Making It in Textiles
Bradford Textiles Conference (October 2018)
Written by Immediate Past Master Carolyn Boulter
Making It in Textiles is a conference for final year textile design degree students, which introduces them and their tutors to the UK textiles industry, encouraging them to consider a variety of career options explained by industry experts. Attendees receive the chance to visit two textile manufacturing establishments in the Bradford area and to talk about their future career plans.
This year, 50 guests from industry, education, City Livery Companies and the Campaign for Wool came to the event and networked with students; 118 students (including their tutors) registered, from the following 23 institutions:
Bath Spa University, Birmingham City University, Bradford School of Art, Central Saint Martins, Chelsea College of Art, Coleg Sir Gar, De Montfort University, Falmouth University, Glasgow School of Art, Hereford College of Art, Heriot Watt University, London Metropolitan University, Loughborough University, Manchester Metropolitan University, Middlesex University, Nottingham Trent University, Royal College of Art, UCA Farnham, University of Brighton, University of Derby, University of Huddersfield, University of Leeds, Winchester School of Art.
For some, it was their first experience of attending a conference, and they arrived quite anxious. But the organisers seated students at set places at tables to enhance discussion and soon the students were chatting and starting to network with those from other institutions and the experts from the textiles industry. This was extremely effective, with many commenting on the useful new contacts they had made. It was obvious that representatives from the industry were enthusiastic about meeting young people and encouraging them to enter the field. One student commented, ‘This is bringing us and the mills together, we can bring creativity into a conservative environment’. They learned that there is no formula for success, but there is a need for perseverance and the ability to be flexible and multi-skilled.
The conference – in its fifth year – is funded and organised through a collaboration of The Clothworkers', Weavers' and Drapers' Companies, as well as the Campaign for Wool. It is now attracting interest from other companies like The Dyers', Framework Knitters' and Broderers' Companies. The sessions were run by a series of student-orientated speakers, presenting opportunities, processes and reflections on careers in the textiles industry – much of which students don't get in their university courses. The final session, reviewing their futures in the industry, revealed that many of them now realise the scope and opportunity for working in the sector.

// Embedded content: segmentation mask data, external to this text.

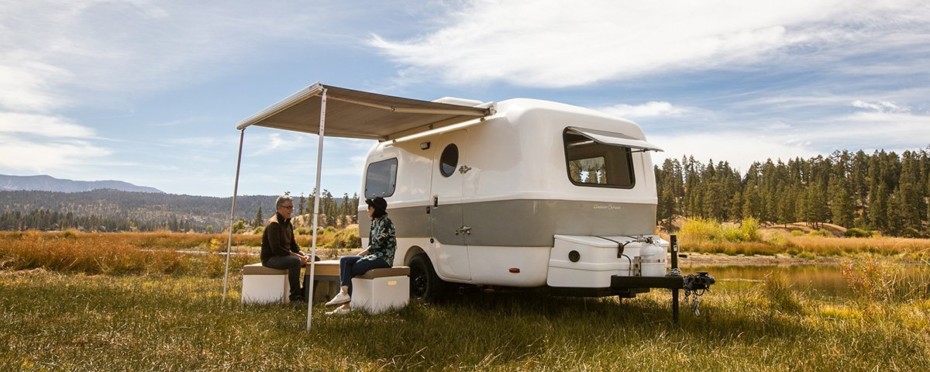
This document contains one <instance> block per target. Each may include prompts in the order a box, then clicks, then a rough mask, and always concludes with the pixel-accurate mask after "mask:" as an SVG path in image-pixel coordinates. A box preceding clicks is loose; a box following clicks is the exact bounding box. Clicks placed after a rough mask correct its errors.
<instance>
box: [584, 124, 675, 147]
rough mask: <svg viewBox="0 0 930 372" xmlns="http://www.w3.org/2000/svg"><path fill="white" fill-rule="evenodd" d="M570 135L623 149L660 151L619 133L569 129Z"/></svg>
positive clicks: (648, 142) (642, 142)
mask: <svg viewBox="0 0 930 372" xmlns="http://www.w3.org/2000/svg"><path fill="white" fill-rule="evenodd" d="M568 130H569V132H570V133H575V134H578V135H580V136H583V137H587V138H589V139H591V140H592V141H594V142H598V143H603V144H607V145H618V146H623V147H629V148H632V149H637V150H641V151H662V149H661V148H659V147H658V146H656V145H653V144H651V143H649V142H646V141H644V140H640V139H635V138H630V137H626V136H624V135H622V134H619V133H611V132H604V131H599V130H594V129H582V128H578V127H569V128H568Z"/></svg>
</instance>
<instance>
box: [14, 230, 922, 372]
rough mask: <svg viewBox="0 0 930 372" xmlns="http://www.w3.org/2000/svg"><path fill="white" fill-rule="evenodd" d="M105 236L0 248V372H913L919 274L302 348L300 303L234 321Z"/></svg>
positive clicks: (714, 293)
mask: <svg viewBox="0 0 930 372" xmlns="http://www.w3.org/2000/svg"><path fill="white" fill-rule="evenodd" d="M98 235H99V236H98ZM179 236H180V235H179ZM118 237H124V235H122V234H91V235H77V234H63V233H59V234H40V233H15V234H13V233H7V234H2V235H0V262H3V267H5V269H0V293H2V296H0V330H2V331H0V332H3V333H2V335H3V339H4V342H0V370H34V369H35V370H327V371H329V370H454V369H464V370H482V371H484V370H492V371H496V370H500V371H504V370H506V371H510V370H630V369H646V370H677V369H688V370H740V371H755V370H766V371H769V370H783V371H795V370H824V369H827V370H915V371H918V370H930V334H928V333H927V329H928V327H930V265H928V264H927V262H926V261H924V262H921V263H920V264H922V265H924V266H922V268H919V269H917V270H913V267H912V266H906V265H913V263H907V262H902V261H899V260H892V259H890V258H876V259H875V261H864V260H857V262H859V263H848V264H846V265H847V266H846V267H845V269H844V270H845V271H844V275H845V277H846V278H847V281H848V282H849V283H850V285H851V286H853V287H854V288H856V290H857V293H859V295H857V296H855V297H853V298H849V299H831V300H829V301H828V300H825V299H824V298H823V297H821V296H812V295H808V294H807V293H806V292H804V291H799V290H796V289H795V288H792V287H791V285H790V284H789V282H788V281H787V280H785V278H784V277H779V276H772V277H769V278H767V279H766V280H765V281H763V282H762V283H755V282H721V283H719V284H717V285H716V286H715V287H714V288H713V290H712V291H711V292H709V294H707V295H706V296H705V297H704V302H703V304H702V315H701V316H700V317H696V316H694V315H692V314H690V313H689V312H687V311H683V313H682V321H681V323H680V324H678V325H675V324H672V323H671V321H670V320H671V319H670V318H671V314H670V309H669V300H670V296H669V294H668V292H667V291H664V290H656V291H653V292H650V293H647V294H644V295H641V296H639V297H638V298H636V299H633V300H625V301H624V302H623V303H618V302H617V299H616V298H599V299H579V298H553V297H549V296H541V295H536V294H531V293H519V294H516V293H511V292H473V293H472V292H470V293H467V294H465V295H463V296H460V297H456V298H453V299H451V300H450V301H449V302H447V303H444V304H441V305H429V304H423V303H413V304H411V305H410V306H408V307H407V308H406V309H404V310H402V311H400V312H397V313H391V314H384V315H378V316H369V315H366V314H361V313H353V314H350V315H348V316H344V317H337V318H333V317H326V316H325V315H324V314H323V312H324V311H325V310H326V309H324V308H323V307H321V306H315V307H314V308H313V309H312V311H313V312H314V315H313V316H314V330H313V331H312V332H310V333H307V332H306V331H305V328H304V325H305V320H306V312H305V311H306V304H304V303H297V304H296V305H269V306H242V305H240V304H239V291H240V289H241V276H240V275H239V274H237V273H235V272H234V274H233V275H232V276H231V278H230V283H231V284H232V285H231V288H230V293H229V294H230V296H229V298H228V299H227V300H226V301H225V302H224V301H223V300H222V288H223V284H222V279H220V278H213V277H211V275H206V274H204V273H205V270H203V269H202V265H207V267H208V268H209V267H212V266H210V265H211V263H210V262H211V261H209V260H216V262H217V263H222V260H221V258H222V256H220V255H215V254H211V255H207V254H199V255H195V254H180V253H178V252H176V251H175V249H168V248H165V247H160V246H157V245H151V246H147V247H146V248H145V249H142V248H140V247H139V246H138V245H136V244H138V242H139V241H140V240H139V239H141V238H142V237H139V236H135V235H130V236H129V238H128V239H125V240H126V242H124V243H122V244H121V243H119V239H118ZM170 238H171V236H168V237H157V238H153V239H167V240H168V241H166V242H165V244H166V245H167V246H170V247H176V246H178V245H180V243H174V242H171V241H170ZM150 241H152V240H150ZM133 242H135V243H133ZM176 244H177V245H176ZM184 244H191V243H190V242H187V243H184ZM201 244H203V246H201V245H200V244H198V245H195V246H194V248H195V249H196V250H203V251H205V252H208V251H211V250H212V251H217V250H222V249H225V239H221V238H220V237H218V236H210V237H209V239H207V240H206V241H203V242H202V243H201ZM752 244H755V243H752ZM104 245H106V247H104ZM36 250H37V251H46V252H44V253H42V252H40V253H35V254H33V253H31V251H36ZM111 256H112V257H111ZM24 257H25V258H24ZM241 257H244V258H247V259H248V258H249V257H251V258H252V259H254V256H247V255H241ZM92 258H95V259H96V260H94V259H92ZM72 260H77V261H78V262H72ZM204 260H207V261H204ZM27 261H28V262H32V263H31V264H30V265H27V266H32V267H35V266H36V265H38V266H37V267H38V268H31V269H30V267H19V266H17V265H21V262H27ZM98 261H99V262H106V263H108V264H107V265H99V264H96V265H95V264H93V263H92V262H98ZM154 262H160V263H157V264H154ZM195 265H200V266H195ZM104 267H108V268H110V269H109V270H108V271H105V270H103V269H102V268H104ZM192 267H196V269H191V268H192ZM218 267H219V266H218ZM116 268H121V269H116ZM165 268H170V269H165ZM23 269H29V270H23ZM185 270H187V271H189V272H188V273H185ZM97 273H104V274H107V275H100V274H97ZM119 274H133V275H119ZM921 288H923V289H924V290H923V291H922V290H921ZM683 309H686V307H683Z"/></svg>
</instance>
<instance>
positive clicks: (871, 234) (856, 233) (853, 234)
mask: <svg viewBox="0 0 930 372" xmlns="http://www.w3.org/2000/svg"><path fill="white" fill-rule="evenodd" d="M843 236H845V237H847V238H869V237H871V236H872V233H870V232H868V231H866V230H863V229H860V228H858V227H853V228H851V229H849V230H846V232H845V233H843Z"/></svg>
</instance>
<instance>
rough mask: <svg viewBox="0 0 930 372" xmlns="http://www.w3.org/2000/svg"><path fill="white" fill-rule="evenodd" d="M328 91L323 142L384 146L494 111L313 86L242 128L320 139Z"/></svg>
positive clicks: (359, 91) (293, 96) (317, 83)
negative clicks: (280, 129) (324, 130)
mask: <svg viewBox="0 0 930 372" xmlns="http://www.w3.org/2000/svg"><path fill="white" fill-rule="evenodd" d="M324 89H325V90H326V129H325V135H326V136H327V137H345V138H363V139H375V140H379V141H387V140H392V139H397V138H400V137H403V136H408V135H412V134H417V133H421V132H425V131H428V130H432V129H437V128H441V127H444V126H449V125H453V124H458V123H462V122H465V121H468V120H472V119H476V118H481V117H484V116H488V115H492V114H493V113H494V109H493V107H491V106H489V107H480V106H479V107H470V106H461V105H453V104H446V103H438V102H429V101H420V100H415V99H409V98H401V97H394V96H387V95H383V94H375V93H368V92H362V91H357V90H352V89H346V88H339V87H334V86H329V85H323V84H320V83H316V84H313V85H311V86H310V87H308V88H305V89H302V90H301V91H299V92H297V93H295V94H293V95H291V96H290V97H288V98H285V99H284V100H282V101H281V102H278V103H277V104H275V105H273V106H271V107H269V108H267V109H265V110H263V111H261V112H259V113H257V114H255V115H252V116H251V117H249V118H248V119H245V120H243V121H242V122H240V123H239V124H238V125H237V126H236V128H237V129H240V130H241V129H245V128H246V127H248V126H251V125H257V126H262V127H268V128H276V129H285V130H292V131H297V132H304V133H313V134H318V133H319V119H320V102H321V96H322V94H323V90H324Z"/></svg>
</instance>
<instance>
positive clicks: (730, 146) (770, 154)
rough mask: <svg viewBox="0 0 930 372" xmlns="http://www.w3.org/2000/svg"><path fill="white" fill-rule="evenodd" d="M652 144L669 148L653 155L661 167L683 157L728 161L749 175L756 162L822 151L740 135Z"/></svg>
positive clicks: (819, 153) (758, 138) (679, 136)
mask: <svg viewBox="0 0 930 372" xmlns="http://www.w3.org/2000/svg"><path fill="white" fill-rule="evenodd" d="M650 142H652V143H654V144H656V145H657V146H659V147H662V148H663V149H665V152H658V153H652V161H653V163H654V164H656V165H659V166H661V165H662V162H663V161H664V160H665V159H678V160H681V159H682V157H683V156H694V159H695V160H697V161H700V162H702V163H704V164H707V163H708V162H709V161H711V160H713V162H714V164H716V163H718V162H721V161H725V162H728V163H729V164H730V167H732V168H735V169H738V170H739V171H740V172H743V173H745V172H746V170H748V169H749V166H750V165H751V164H752V163H753V162H765V161H766V160H768V159H772V160H773V161H775V160H777V159H782V160H788V159H793V158H795V157H801V158H808V157H812V156H816V155H817V154H820V153H821V152H819V151H817V150H814V149H812V148H811V147H810V146H808V145H806V144H804V143H792V142H791V141H789V140H788V139H787V138H771V137H769V136H761V135H754V134H748V133H738V132H723V133H707V134H688V135H656V136H652V137H651V138H650Z"/></svg>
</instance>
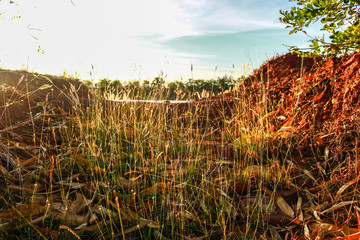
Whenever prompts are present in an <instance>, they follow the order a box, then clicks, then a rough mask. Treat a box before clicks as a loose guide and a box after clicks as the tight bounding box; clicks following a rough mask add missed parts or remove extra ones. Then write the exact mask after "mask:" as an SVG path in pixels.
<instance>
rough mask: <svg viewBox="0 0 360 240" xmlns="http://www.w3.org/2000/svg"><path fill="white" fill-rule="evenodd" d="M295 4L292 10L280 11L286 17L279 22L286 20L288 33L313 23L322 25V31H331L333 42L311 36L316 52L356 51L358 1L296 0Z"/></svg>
mask: <svg viewBox="0 0 360 240" xmlns="http://www.w3.org/2000/svg"><path fill="white" fill-rule="evenodd" d="M294 1H296V2H297V6H296V7H292V8H291V10H290V11H283V10H280V14H281V15H283V17H281V18H280V21H281V22H283V23H286V24H287V26H286V28H291V29H292V30H291V31H290V32H289V34H293V33H296V32H303V33H305V34H306V35H308V34H307V32H306V31H305V30H304V29H305V28H307V27H309V26H310V24H312V23H315V22H318V21H319V20H320V21H321V23H322V24H323V26H322V28H321V30H322V31H326V32H328V33H329V34H330V36H329V39H330V42H327V40H325V37H324V36H323V37H321V38H319V37H311V36H309V37H311V40H310V41H309V42H310V43H311V44H310V50H312V51H313V53H314V54H315V55H323V56H335V55H339V54H347V53H350V52H353V51H354V50H356V49H359V47H360V39H359V27H360V19H359V16H360V13H359V7H360V6H359V5H360V1H359V0H294ZM290 49H291V50H295V51H297V52H300V50H301V49H299V48H298V47H295V46H292V47H291V48H290Z"/></svg>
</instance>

On the second morning, five coaches set off to visit pairs of mills and factories. For example, one coach went to Abraham Moon & Sons, Managing Director John Walsh is a Clothworker Liveryman. It was founded in 1837, and is a vertical mill near Harrogate taking in raw wool and outputting high-quality fabrics for clothing and furnishings. The mill is a heritage building, still going full tilt and pretty noisy in places. For some, it was the first time they had been in a mill. That group then proceeded to Laxtons Specialist Yarns, which provided a contrast. It’s in a new, purpose-built industrial unit in Guisley. It produces hand-knitting wools as well as yarns for the industry.
The experience of seeing the opportunities and constraints on designing finished textiles for the discerning market that are imposed by the manufacturing process was invaluable. One student group commented at the conclusion that to be a successful designer within the industry you need:
• Technical knowledge for the future
• Communication skills especially persuasion and problem solving
• Clear understanding of the design process
• To know your market
• A willingness to take opportunities and be open minded
Let’s hope many of these students will make it in textiles!